We find that the confidence intervals in all three cases remain fairly similar, with a significant amount of overlap between them, implying that the mean `air_time` is likely independent of `day_of_week` (note: we could of course verify this hypothesis using a chi-squared test).

Finally, consider the scenario of being a consultant for a company that uses EWR and/or LGA, and whose representatives frequently travel to DFW for business. Typically, they're required to be at the designated meeting location by 2 pm (Central Time; 3 pm Eastern Time). Assuming 1 hour to travel from DFW to the meeting location, and that flights can depart on any day of the week, our recommendation is to book flights scheduled to depart no later than 11:39 am Eastern (3 pm - `travel time: 1 hr` - `mean air time: 199.71 mins` - `mean departure delay: 1.44 mins`).

We can verify the probability of late meeting arrivals by computing a 95% confidence interval for the proportion of flights that obey our recommendation, that don't arrive in DFW 1 hour ahead of the scheduled meeting time.

In [99]:
# Take 1000 samples from the dataframe of flights departing no later than 11:39 am
ny_to_dfw_sample = ny_to_dfw[ny_to_dfw['sched_dep_time'] <= 1139].sample(n=1000, random_state=11).reset_index(drop=True)
# Compute the proportion of flights that arrive late (after 2 pm Eastern) in the sample
prop_late = len(ny_to_dfw_sample[ny_to_dfw_sample['arr_time'] > 1400]) / len(ny_to_dfw_sample)
# Compute a 95% CI for the proportion of late arrivals
conf_int = (round(prop_late - 2 * sqrt(prop_late * (1 - prop_late) / 1000), 2), round(prop_late + 2 * sqrt(prop_late * (1 - prop_late) / 1000), 2))
# Print results
print(f'Proportion of late arrivals, 95% CI: {conf_int}\nPoint estimate: {prop_late}')

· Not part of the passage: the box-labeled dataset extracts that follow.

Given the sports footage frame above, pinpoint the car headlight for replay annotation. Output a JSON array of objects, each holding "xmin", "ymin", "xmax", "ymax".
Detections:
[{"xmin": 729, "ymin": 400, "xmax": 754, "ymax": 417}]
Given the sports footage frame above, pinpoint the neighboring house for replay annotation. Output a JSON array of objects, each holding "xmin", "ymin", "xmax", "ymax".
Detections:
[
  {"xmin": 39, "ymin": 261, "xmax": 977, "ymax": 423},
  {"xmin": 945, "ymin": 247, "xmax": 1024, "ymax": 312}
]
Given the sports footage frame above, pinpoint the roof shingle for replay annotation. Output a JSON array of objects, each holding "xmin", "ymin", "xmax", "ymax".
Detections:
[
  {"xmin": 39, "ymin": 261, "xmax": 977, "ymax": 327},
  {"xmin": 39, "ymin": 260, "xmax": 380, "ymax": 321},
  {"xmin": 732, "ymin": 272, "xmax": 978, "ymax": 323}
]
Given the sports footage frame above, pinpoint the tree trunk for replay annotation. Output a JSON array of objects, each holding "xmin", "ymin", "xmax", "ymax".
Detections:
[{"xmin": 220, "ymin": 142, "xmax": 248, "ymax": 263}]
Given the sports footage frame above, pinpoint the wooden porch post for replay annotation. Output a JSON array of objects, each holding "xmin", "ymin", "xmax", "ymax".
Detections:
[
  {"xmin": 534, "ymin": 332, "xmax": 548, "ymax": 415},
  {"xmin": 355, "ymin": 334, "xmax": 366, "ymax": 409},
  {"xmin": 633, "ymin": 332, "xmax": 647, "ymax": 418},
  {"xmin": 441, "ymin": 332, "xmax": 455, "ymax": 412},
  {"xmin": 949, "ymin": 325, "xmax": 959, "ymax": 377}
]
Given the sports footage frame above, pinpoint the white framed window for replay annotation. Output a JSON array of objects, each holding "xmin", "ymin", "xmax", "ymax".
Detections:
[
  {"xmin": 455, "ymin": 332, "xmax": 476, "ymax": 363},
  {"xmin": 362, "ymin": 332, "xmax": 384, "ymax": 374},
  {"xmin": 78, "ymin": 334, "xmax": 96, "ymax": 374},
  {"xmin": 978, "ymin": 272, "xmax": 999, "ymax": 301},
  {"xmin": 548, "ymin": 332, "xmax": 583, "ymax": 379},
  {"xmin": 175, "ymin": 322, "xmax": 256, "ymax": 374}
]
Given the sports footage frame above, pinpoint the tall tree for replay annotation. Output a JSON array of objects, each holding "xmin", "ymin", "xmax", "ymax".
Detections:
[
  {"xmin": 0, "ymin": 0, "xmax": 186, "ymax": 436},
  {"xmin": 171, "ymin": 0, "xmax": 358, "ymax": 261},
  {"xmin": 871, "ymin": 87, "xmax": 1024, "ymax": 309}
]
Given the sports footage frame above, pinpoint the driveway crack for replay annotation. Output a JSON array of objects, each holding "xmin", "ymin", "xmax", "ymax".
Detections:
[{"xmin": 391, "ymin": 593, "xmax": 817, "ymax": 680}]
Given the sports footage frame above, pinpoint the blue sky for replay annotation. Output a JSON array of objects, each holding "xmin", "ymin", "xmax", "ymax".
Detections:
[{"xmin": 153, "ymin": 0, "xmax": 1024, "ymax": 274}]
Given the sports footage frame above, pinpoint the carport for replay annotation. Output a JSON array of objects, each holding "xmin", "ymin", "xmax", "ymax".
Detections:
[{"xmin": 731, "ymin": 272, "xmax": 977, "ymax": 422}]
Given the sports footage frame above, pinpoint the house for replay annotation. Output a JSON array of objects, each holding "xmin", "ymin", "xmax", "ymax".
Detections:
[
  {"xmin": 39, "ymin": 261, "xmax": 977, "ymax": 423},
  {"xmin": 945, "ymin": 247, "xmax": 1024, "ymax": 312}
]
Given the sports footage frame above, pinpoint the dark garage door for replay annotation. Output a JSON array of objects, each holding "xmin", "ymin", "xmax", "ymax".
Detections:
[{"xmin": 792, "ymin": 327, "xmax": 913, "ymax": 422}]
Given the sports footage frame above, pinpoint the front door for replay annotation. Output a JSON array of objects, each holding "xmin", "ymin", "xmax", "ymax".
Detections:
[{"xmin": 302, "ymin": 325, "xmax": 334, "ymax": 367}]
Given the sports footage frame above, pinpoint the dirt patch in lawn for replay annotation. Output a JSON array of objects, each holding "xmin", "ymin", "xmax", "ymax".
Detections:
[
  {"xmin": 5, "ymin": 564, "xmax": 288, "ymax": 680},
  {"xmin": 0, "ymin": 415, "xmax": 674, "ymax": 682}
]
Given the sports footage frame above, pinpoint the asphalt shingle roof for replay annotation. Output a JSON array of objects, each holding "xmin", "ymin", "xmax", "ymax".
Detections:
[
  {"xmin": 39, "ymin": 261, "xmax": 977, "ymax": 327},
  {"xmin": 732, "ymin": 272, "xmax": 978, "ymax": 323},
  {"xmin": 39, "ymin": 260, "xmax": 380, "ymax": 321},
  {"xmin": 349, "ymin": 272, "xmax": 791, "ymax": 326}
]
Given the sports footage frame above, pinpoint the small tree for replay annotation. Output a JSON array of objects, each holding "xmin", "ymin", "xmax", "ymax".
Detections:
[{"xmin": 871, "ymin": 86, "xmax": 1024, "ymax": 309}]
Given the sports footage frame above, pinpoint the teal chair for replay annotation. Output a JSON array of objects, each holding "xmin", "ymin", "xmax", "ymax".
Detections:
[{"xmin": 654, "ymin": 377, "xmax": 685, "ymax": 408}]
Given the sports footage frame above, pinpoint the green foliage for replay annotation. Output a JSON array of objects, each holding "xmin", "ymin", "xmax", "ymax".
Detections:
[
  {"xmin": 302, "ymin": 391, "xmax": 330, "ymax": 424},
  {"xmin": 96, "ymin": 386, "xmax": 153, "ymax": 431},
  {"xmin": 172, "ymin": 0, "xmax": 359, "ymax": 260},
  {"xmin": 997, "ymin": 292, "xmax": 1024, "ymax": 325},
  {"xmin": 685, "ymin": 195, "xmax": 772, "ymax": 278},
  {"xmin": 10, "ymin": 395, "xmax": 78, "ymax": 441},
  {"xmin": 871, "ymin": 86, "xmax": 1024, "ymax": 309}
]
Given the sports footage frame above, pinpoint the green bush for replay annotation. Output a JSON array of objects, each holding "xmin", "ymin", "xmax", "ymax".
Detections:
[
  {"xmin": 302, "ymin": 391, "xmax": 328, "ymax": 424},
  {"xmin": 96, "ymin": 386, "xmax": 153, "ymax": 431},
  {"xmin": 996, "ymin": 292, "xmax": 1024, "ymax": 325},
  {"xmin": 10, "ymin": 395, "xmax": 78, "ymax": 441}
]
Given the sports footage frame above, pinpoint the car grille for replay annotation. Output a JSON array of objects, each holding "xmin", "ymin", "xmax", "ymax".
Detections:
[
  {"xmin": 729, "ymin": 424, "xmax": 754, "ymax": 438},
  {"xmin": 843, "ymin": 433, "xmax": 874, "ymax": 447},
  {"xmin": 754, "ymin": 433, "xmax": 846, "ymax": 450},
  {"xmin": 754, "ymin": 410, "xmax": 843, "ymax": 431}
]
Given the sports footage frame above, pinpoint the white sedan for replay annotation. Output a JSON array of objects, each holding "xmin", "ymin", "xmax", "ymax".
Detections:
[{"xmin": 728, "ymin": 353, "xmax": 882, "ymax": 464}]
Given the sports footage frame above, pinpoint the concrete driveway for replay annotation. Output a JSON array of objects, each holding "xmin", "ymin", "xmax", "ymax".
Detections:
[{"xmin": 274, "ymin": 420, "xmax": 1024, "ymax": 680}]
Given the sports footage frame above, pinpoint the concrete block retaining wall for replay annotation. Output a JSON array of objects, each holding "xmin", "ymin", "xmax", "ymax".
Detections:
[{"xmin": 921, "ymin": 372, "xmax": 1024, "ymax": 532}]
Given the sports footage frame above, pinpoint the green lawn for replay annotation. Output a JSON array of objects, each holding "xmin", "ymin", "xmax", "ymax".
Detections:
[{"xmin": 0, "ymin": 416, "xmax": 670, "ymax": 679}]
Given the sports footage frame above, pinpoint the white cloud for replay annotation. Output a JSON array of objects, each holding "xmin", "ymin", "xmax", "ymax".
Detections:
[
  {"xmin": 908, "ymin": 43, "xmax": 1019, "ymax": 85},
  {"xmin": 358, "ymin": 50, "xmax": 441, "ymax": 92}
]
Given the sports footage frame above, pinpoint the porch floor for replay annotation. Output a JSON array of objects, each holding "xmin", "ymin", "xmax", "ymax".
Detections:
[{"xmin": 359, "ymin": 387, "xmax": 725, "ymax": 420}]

Proportion of late arrivals, 95% CI: (0.04, 0.07)
Point estimate: 0.055


In other words, roughly 4-7% of representatives will be late for their meetings 95% of the time; not enough to significantly affect the meeting's proceedings, though if we'd like to lower this proportion, we'd simply pick an earlier latest-departure-time.